New POS-targeting malware found amid holiday shopping season

Point-of-sale terminals are among the favorite targets of attackers, and even more so as the holiday shopping season is here.

Security researchers at iSight Partners have uncovered their findings of a sneaky malware that the firm says is designed to target POS terminals at various retail outlets and steal information about your credit card and debit card.

What is most alarming about this POS malware is the fact that, according to the iSight researchers, existing security software tools could not detect the malware. And as we speak, the security issue has escalated to the national level, meaning large retailers have already fallen victim to the malware.

Read also: POS machines are now the hottest target of cyber criminals

If the level of sophistication is anything to go by, the ModPOS malware, as it is called, might be just incomparable to other POS malware discovered in recent memory. Unlike other types of malware, ModPOS comprises several modules and plug-ins so that it is an integrated  framework of malicious software. The various components of the malware are responsible for the theft of payment data and personal information of users.
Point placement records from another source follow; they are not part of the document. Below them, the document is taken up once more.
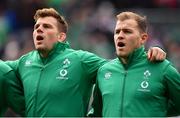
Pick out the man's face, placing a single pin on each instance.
(45, 33)
(127, 37)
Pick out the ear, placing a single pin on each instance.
(144, 38)
(61, 36)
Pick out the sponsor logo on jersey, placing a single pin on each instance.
(64, 71)
(144, 85)
(28, 63)
(107, 75)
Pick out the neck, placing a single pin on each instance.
(44, 54)
(124, 60)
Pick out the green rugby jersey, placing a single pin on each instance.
(11, 93)
(59, 85)
(139, 88)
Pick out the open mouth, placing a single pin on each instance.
(38, 38)
(121, 44)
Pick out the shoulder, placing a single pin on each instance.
(111, 65)
(4, 67)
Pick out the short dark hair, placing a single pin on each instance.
(45, 12)
(141, 20)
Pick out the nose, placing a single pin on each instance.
(39, 29)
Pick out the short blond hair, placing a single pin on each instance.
(141, 20)
(45, 12)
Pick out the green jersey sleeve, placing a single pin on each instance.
(172, 78)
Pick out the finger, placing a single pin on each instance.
(149, 54)
(154, 54)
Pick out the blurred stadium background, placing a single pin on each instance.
(91, 25)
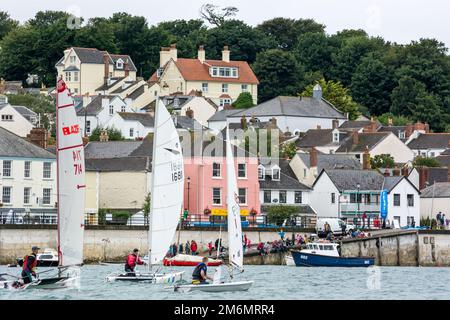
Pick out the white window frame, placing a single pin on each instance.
(47, 172)
(7, 174)
(214, 170)
(27, 195)
(245, 171)
(244, 195)
(214, 197)
(46, 196)
(4, 189)
(27, 170)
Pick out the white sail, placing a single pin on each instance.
(235, 250)
(70, 180)
(167, 185)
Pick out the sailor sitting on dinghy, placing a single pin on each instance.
(131, 262)
(199, 275)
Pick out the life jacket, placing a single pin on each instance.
(25, 263)
(196, 274)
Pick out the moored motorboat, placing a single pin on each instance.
(185, 260)
(326, 254)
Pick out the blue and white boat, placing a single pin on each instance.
(326, 254)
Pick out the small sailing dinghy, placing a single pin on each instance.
(70, 194)
(166, 199)
(235, 249)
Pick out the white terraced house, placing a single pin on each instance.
(27, 178)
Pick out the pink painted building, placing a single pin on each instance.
(206, 185)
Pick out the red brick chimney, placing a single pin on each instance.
(355, 137)
(38, 136)
(366, 159)
(423, 177)
(313, 157)
(335, 124)
(106, 64)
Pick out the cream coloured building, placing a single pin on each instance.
(86, 69)
(220, 80)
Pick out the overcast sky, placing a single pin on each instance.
(395, 20)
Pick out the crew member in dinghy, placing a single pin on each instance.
(131, 262)
(29, 265)
(199, 275)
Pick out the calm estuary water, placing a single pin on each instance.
(271, 282)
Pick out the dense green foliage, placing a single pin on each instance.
(382, 161)
(243, 101)
(426, 162)
(113, 134)
(287, 55)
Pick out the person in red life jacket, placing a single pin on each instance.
(29, 265)
(131, 262)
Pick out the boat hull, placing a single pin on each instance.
(147, 277)
(302, 259)
(215, 287)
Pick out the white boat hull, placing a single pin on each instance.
(155, 278)
(215, 287)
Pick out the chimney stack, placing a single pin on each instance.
(201, 54)
(317, 92)
(190, 113)
(396, 172)
(405, 171)
(366, 159)
(335, 123)
(38, 136)
(173, 51)
(423, 177)
(104, 136)
(355, 137)
(106, 64)
(313, 157)
(225, 54)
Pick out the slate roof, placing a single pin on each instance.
(110, 149)
(223, 114)
(319, 137)
(441, 190)
(288, 180)
(430, 141)
(12, 145)
(348, 179)
(119, 164)
(293, 107)
(194, 70)
(332, 161)
(365, 139)
(144, 118)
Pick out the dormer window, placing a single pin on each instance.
(261, 172)
(276, 173)
(119, 64)
(335, 135)
(224, 72)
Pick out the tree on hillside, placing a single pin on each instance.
(214, 16)
(6, 24)
(337, 94)
(278, 72)
(382, 161)
(243, 101)
(370, 82)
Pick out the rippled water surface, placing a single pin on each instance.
(271, 282)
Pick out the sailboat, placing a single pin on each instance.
(235, 249)
(70, 195)
(166, 198)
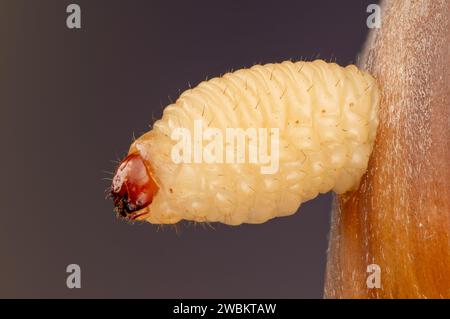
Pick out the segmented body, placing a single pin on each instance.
(327, 120)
The POS malware is not entirely new. Security researchers have been glued to the malware for at least two years now, but not without great difficulty due to the stealthy nature of the software. For example, ModPOS uses encryption to hide itself from even the most advanced detection tools.

Investigating the malware did not start as easy as with other malware for iSight, the security firm says. It appears the POS malware is good at concealing behind sophisticated tools embedded in the malicious software.

The company added that it did not lack in its efforts to warn the industry about the security problem. One way small and large retailers are working to address the issue is use point-to-point encryption in order to secure payment details and decrypt the card data only when it has arrived at the payment processor.

But it is alarming that at present not more than half of retailers have adopted point-to-point encryption tools amid a rapid escalation of POS targeting malware. If left unprotected, credit cards will remain susceptible to various forms of attacks, even those that have a built-in chip technology in them.

In instances when an online purchase is made and paid using the credit card, the chip technology is rendered useless because a stolen card can still be used to make the payment. If a business does not know that its systems are infected by the stealthy malware, customers will be at risk.